Title of Presentation
“Creation of mathematics: From number theory to geometry”

Nobody should have any objections against the view that polyhedra is the three-dimensional analogue of polygons, and that in this analogy the cube and the regular tetrahedron correspond to the square and the equilateral triangle, respectively. One may consider a similar correspondence in a different context; say, the three-dimensional analogue of the honeycomb lattice is the diamond lattice. In order to explain why they are thought of as being analogous, we need the idea of covering graphs.

As a matter of fact, there is another three-dimensional parallel to the honeycomb lattice in view of symmetry of crystal structures. The gist is that both honeycomb and diamond possess a special kind of symmetric property called strong isotropy. Another crystal structure with this property is what I designated the “diamond twin" (or K4 crystal), which was discovered by the German crystallographer F. Laves in 1923 as a hypothetical crystal. In 2006, I found out that this structure deserves to be called the diamond twin.

History tells us that the threshold of class field theory due to D. Hilbert and T. Takagi was an analogy between the theory of covering surfaces and number theory.
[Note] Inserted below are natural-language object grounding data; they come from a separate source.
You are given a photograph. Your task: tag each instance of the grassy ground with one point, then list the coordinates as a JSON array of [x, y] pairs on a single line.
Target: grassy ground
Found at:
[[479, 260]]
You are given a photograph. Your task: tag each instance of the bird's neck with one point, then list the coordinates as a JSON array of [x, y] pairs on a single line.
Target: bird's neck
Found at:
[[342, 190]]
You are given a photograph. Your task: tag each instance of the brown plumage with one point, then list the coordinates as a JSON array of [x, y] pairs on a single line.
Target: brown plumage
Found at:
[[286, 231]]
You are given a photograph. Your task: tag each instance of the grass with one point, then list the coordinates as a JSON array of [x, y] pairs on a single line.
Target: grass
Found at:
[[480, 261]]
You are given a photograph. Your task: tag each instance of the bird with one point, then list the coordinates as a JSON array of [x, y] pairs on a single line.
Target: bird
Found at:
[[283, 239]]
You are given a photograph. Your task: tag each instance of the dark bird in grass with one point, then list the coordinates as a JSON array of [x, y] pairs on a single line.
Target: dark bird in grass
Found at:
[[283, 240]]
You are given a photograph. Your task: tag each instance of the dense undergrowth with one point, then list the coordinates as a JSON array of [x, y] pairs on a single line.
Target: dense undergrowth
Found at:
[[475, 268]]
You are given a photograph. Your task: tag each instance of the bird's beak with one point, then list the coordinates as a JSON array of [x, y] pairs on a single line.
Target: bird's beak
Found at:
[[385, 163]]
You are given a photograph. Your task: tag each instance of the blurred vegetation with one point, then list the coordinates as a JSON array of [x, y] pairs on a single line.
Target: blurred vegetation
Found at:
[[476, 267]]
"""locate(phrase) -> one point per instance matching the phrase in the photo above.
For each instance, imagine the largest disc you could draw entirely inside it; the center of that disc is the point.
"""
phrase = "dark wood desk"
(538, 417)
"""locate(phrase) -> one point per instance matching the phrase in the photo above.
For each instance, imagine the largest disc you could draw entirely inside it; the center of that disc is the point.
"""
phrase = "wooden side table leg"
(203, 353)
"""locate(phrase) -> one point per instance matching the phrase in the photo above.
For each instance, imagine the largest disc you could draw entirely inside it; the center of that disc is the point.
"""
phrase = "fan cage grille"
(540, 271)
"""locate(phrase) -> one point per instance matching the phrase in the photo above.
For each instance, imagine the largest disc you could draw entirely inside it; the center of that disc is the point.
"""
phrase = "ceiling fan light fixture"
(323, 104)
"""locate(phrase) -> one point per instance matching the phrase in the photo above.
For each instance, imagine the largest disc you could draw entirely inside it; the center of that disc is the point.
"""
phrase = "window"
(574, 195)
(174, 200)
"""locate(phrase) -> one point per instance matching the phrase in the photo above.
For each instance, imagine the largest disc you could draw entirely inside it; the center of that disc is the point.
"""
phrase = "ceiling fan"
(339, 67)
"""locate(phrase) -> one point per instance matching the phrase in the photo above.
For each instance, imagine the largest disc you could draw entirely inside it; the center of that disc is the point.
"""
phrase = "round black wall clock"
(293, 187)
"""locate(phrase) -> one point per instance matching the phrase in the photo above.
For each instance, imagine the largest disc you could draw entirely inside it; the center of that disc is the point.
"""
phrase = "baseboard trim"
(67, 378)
An analogy between the covering theory of Riemannian manifolds and number theory yielded an idea to construct a counter-example for the famous Kac's problem “Can one hear the shape of a drum?" (C. Gordon, D. Webb, and S. Wolpert).

Furthermore we may consider a graph-theoretic analogue of Kronecker's Jugendtraum (dream of youth) that originates in Abel's work on solvable algebraic equations and is formulated as the problem of how to construct explicitly abelian extensions of a given number field. The outcome is applied to the design of crystal structure. It is also related to a discrete analogue of Abel-Jacobi maps associated with algebraic curves. Therefore, although the original dream of Kronecker has not yet been solved completely, one can somehow say that its geometric version was resolved.

As such, a resemblance to an already-known theory may give us a new idea or may lead us to a new theory. In this talk, while looking back my own studies based on analogy, I shall explain how mathematics is created.